She looks at him, then looks at the sky, then the trash, as if trying to decide which is farther away and more useless. She plants her now-stubby cigarette with its fine cap of ash in her lip and digs in her purse. She pulls out a manila folder, creased and bent, with his brother’s name on the tab.

“I paid the coroner for this,” she says, looking at her feet. He looks too. Her black shoes are open-toed, and he can see chipped red polish that reminds him of high school.

“I’ll bet,” he says, reaching for the folder. She jerks it away and he grabs a fistful of air. He’s so disconcerted that he thinks, for a moment, that his hand must have passed through it. That it’s not a real file, but the ghost of a file.

“Don’t be a dick,” the girl says, then offers the folder again.

“Sorry,” he says. He pushes off the dumpster and stands up straight. The world shimmers and splits apart in his head. The ghost of a rat scurries over his shoe and under the dumpster.

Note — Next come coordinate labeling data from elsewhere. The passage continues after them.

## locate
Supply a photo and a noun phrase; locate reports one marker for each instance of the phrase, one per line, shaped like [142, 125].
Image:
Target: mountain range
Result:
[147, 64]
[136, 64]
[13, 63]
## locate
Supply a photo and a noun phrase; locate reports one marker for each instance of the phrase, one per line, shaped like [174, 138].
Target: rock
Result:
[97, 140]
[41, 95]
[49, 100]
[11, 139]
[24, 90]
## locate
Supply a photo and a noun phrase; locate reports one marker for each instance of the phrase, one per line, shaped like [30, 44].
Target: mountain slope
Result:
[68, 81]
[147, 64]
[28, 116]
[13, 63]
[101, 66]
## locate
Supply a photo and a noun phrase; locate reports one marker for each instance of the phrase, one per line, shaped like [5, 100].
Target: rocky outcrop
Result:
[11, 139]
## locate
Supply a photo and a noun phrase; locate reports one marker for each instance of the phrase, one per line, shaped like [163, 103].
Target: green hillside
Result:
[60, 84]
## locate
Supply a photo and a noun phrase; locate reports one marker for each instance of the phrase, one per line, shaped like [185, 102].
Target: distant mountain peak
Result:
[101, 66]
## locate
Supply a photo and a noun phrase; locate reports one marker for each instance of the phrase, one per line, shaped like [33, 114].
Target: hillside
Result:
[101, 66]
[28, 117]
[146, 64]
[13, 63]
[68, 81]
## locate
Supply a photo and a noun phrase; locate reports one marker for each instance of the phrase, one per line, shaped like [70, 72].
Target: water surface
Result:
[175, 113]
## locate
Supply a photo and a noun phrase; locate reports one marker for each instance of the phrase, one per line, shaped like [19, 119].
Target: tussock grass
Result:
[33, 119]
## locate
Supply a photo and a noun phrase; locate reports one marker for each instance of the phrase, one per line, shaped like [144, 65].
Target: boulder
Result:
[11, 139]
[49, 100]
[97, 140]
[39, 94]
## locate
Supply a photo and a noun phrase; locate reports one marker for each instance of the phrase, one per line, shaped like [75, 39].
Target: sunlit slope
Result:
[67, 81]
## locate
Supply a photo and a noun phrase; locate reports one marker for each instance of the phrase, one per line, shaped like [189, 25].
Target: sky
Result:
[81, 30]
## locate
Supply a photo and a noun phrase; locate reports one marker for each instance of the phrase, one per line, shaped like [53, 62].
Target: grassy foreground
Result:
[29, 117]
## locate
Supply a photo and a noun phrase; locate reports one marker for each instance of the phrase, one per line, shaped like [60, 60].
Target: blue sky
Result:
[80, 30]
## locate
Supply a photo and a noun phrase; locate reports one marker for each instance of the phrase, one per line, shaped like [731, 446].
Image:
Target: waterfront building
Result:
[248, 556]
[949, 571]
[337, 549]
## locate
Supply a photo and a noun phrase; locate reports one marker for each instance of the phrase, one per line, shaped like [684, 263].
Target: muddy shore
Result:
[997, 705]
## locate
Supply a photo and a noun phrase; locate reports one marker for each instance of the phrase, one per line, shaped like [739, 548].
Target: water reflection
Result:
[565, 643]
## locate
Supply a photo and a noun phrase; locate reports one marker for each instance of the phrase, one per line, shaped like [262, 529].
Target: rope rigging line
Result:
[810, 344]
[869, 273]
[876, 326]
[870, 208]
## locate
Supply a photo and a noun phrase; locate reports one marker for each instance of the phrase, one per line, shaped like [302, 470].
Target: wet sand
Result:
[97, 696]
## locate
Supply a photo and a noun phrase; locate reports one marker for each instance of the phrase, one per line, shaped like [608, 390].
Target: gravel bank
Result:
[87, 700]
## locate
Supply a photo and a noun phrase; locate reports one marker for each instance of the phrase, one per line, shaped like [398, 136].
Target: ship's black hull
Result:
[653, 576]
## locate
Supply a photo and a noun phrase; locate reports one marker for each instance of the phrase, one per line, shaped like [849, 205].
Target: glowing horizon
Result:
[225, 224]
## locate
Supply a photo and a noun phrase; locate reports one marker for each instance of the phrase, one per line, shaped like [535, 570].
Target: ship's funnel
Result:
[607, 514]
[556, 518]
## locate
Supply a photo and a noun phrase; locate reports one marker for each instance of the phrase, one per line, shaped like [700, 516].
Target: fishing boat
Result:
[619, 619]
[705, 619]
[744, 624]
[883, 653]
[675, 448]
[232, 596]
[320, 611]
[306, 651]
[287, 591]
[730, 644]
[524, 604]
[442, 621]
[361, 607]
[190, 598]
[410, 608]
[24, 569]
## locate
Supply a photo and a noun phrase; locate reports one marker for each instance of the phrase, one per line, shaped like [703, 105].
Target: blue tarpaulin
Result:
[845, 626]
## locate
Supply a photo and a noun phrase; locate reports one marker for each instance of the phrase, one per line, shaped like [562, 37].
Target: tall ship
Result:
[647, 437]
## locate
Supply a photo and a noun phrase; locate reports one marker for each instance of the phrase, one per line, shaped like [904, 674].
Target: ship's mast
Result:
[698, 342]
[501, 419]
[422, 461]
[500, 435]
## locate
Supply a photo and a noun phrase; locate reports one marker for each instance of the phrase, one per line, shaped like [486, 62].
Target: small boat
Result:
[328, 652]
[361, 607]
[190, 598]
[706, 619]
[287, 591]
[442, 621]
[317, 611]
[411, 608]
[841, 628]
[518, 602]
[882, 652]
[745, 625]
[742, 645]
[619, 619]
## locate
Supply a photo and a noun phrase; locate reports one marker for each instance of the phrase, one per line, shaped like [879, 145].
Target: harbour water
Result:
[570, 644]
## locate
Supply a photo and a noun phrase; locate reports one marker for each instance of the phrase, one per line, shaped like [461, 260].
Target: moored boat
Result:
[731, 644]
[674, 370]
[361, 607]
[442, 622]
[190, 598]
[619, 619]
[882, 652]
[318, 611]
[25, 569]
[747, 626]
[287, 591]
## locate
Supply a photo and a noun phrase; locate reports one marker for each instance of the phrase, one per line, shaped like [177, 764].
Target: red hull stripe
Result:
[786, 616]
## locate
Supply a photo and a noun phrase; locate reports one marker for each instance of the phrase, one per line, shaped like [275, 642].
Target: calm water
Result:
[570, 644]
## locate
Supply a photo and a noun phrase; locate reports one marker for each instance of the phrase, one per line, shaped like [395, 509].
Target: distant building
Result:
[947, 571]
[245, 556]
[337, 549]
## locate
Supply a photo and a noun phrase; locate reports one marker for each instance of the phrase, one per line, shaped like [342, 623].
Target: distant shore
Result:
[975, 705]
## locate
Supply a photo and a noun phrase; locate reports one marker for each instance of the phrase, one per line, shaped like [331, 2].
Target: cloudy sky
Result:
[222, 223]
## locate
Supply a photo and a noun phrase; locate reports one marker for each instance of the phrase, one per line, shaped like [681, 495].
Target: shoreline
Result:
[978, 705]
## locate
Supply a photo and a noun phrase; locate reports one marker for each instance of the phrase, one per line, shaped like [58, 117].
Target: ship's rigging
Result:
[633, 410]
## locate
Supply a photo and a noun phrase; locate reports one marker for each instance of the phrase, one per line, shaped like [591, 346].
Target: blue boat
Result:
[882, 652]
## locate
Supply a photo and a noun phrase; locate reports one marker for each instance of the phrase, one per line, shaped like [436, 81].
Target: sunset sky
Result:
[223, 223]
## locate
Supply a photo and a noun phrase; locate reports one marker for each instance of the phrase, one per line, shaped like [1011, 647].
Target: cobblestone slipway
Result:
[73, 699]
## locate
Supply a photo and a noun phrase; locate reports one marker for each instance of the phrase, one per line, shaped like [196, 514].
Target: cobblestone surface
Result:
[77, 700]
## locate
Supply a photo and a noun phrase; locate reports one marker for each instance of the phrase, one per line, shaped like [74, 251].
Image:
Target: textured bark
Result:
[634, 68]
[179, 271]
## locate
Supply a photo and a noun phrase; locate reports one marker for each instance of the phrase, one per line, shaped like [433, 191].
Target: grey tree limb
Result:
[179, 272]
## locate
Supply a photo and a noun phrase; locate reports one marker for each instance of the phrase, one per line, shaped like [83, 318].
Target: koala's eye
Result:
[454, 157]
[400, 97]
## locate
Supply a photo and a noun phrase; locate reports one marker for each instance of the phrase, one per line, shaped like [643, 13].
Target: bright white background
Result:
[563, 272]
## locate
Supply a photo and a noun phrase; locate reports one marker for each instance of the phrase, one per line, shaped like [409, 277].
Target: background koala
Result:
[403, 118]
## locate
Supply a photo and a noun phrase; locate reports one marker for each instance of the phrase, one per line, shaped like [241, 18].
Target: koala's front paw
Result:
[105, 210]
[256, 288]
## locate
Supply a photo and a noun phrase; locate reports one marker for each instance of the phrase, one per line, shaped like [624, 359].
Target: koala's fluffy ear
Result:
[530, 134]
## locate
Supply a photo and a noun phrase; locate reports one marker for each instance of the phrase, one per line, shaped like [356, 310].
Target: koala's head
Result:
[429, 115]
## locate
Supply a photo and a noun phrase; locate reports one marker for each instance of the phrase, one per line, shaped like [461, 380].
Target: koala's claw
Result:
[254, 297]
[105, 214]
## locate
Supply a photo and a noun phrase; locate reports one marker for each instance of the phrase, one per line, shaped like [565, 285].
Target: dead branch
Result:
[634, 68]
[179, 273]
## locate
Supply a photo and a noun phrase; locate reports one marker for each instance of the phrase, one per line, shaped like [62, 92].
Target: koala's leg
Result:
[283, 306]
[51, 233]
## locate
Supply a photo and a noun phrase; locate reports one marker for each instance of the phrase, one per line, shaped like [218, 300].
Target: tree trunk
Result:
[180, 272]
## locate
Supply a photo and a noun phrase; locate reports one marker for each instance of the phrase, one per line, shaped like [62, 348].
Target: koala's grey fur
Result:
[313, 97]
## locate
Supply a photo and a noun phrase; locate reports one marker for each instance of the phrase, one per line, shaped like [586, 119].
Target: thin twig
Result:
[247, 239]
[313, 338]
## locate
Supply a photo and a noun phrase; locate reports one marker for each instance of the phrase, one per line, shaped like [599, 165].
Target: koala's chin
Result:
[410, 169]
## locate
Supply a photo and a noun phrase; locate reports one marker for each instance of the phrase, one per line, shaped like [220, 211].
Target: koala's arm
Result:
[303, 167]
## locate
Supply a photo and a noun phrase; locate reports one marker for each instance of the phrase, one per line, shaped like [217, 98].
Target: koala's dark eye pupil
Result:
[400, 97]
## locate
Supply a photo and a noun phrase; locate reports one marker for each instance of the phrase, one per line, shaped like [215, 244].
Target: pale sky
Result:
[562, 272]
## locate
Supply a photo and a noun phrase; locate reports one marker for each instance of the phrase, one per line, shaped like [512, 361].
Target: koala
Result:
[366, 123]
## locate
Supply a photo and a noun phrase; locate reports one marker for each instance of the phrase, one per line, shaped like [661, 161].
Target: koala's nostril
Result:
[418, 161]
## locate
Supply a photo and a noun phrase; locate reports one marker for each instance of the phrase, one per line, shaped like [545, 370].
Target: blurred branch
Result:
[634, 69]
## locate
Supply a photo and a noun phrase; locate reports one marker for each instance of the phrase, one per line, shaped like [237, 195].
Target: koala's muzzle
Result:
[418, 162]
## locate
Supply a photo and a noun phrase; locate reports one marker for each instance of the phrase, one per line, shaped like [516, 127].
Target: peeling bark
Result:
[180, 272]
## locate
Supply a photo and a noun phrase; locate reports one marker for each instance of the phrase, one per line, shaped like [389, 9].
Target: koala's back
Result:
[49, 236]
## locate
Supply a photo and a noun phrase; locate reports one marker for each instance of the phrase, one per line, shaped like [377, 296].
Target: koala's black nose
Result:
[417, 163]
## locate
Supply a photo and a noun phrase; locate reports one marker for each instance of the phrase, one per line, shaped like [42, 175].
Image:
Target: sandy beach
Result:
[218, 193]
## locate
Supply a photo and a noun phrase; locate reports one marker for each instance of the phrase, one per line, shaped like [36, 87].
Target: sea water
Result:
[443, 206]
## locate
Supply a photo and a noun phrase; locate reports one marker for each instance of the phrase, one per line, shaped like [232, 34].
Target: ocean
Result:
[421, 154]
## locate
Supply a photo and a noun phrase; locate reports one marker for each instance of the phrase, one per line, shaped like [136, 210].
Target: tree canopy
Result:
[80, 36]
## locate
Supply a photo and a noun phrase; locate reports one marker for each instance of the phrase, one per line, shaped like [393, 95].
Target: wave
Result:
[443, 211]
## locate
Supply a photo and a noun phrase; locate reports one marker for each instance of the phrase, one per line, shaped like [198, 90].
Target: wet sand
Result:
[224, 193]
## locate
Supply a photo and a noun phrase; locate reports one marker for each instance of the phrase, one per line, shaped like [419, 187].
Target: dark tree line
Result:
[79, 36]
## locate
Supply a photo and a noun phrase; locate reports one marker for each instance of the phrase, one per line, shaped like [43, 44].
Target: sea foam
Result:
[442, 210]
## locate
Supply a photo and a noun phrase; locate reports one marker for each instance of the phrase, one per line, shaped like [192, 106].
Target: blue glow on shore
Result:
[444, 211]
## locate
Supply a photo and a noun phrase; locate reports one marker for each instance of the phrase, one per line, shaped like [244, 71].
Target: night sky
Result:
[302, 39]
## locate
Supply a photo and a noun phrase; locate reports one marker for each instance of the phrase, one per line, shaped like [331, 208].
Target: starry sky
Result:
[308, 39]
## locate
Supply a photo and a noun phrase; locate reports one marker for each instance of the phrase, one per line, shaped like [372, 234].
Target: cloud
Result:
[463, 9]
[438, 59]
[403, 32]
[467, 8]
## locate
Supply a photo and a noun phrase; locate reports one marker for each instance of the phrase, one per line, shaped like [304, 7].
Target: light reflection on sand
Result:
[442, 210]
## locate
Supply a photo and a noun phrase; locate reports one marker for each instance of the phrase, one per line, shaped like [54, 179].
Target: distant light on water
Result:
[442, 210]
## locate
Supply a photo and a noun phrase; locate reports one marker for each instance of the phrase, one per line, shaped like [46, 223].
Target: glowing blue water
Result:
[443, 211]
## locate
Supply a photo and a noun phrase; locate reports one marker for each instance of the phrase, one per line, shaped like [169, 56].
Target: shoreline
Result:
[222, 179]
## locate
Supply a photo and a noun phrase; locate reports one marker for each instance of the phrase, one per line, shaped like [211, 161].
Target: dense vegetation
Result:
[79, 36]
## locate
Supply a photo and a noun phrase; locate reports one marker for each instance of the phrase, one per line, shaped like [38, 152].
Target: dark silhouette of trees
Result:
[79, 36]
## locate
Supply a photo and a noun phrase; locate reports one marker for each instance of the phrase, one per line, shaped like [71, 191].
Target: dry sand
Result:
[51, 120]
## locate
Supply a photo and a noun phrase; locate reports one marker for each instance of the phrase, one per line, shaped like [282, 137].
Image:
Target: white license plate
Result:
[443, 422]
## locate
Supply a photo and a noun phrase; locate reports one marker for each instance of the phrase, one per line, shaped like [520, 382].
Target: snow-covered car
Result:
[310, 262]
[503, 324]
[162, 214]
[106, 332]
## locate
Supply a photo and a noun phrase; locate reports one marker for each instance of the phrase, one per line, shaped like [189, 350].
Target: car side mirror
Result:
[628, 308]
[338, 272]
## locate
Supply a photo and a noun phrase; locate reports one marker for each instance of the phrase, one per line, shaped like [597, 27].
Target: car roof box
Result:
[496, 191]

“You are Arthur’s brother, right? You’re Lawrence? I need your help.”

Law makes a noncommittal grunt and takes the folder. The words swim on the page. The outline drawing of a bald, naked baseline man with little notes scribbled in the margins. This could be anybody.

“Law,” he says, and the girl shrugs.

“Why do they call you that?” She flicks her cigarette impatiently into the trash.

“Because,” he says, then turns away a little. The scent of hot trash and this little town, pizza and fryer oil and little corruptions like drugstore colognes, wafts up at him on a highway wind, and something unclogs in him, and he throws up onto the sleeve of his jacket.

She looks at him now like she’s really seeing him.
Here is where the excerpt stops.